Le sport a façonné ma jeunesse. Chaque jour, je soulevais des poids et enchaînais les frappes sur des cibles d'entraînement, le front couvert de sueur. L’alimentation, je la réduisais à des chiffres, scrutant les micro et macronutriments grâce à une application. Le dos voûté, je passais chaque ingrédient au crible: flocons d’avoine, lait, protéines en poudre, riz, (à l’époque encore) viande. Chaque repas était un véritable casse-tête.

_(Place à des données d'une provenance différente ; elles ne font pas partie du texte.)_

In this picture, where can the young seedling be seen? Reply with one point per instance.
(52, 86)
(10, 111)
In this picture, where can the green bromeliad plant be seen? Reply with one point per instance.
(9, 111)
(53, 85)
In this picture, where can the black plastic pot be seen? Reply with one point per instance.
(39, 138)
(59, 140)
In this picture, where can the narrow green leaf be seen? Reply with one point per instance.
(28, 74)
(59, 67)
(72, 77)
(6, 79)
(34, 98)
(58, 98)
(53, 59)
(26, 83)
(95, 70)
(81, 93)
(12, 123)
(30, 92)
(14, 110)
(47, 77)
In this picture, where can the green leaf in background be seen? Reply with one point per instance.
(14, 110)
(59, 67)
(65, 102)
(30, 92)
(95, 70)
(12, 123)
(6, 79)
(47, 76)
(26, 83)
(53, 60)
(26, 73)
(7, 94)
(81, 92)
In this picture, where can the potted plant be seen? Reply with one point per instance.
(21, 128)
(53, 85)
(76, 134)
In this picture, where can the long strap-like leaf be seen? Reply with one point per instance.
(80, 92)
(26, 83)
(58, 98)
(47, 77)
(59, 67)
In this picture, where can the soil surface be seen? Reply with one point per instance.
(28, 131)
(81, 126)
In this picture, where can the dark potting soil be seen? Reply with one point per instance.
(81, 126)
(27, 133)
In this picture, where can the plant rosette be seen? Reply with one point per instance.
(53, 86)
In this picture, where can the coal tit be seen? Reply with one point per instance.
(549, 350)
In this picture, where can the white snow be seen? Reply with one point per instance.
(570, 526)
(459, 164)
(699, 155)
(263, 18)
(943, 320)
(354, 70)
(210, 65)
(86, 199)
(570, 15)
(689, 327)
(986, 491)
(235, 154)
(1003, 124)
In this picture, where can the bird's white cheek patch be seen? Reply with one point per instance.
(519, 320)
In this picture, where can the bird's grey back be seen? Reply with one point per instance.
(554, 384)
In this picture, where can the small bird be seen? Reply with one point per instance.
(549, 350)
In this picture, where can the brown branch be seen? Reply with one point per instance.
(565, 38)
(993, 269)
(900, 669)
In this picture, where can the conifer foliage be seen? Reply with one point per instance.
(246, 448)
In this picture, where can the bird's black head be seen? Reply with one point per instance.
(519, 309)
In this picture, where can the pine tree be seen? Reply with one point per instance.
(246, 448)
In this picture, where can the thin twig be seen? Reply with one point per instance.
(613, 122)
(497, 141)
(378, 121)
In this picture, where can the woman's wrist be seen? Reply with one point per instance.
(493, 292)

Je poursuivais un idéal inatteignable, et pourtant exigé par tous ceux qui m’entouraient. Pas seulement de moi: de chacun. Ceux qui ne s’y conforment pas sont sanctionnés. Body shaming, fat shaming, skinny shaming: chaque corps devient un sujet de débat. Partout où les gens se croisent, ils jugent. Et quand ils se séparent, restent des phrases, des commentaires, des remarques en passant; autant de discrets hameçons qui s’accrochent et lacèrent l’image de soi en profondeur.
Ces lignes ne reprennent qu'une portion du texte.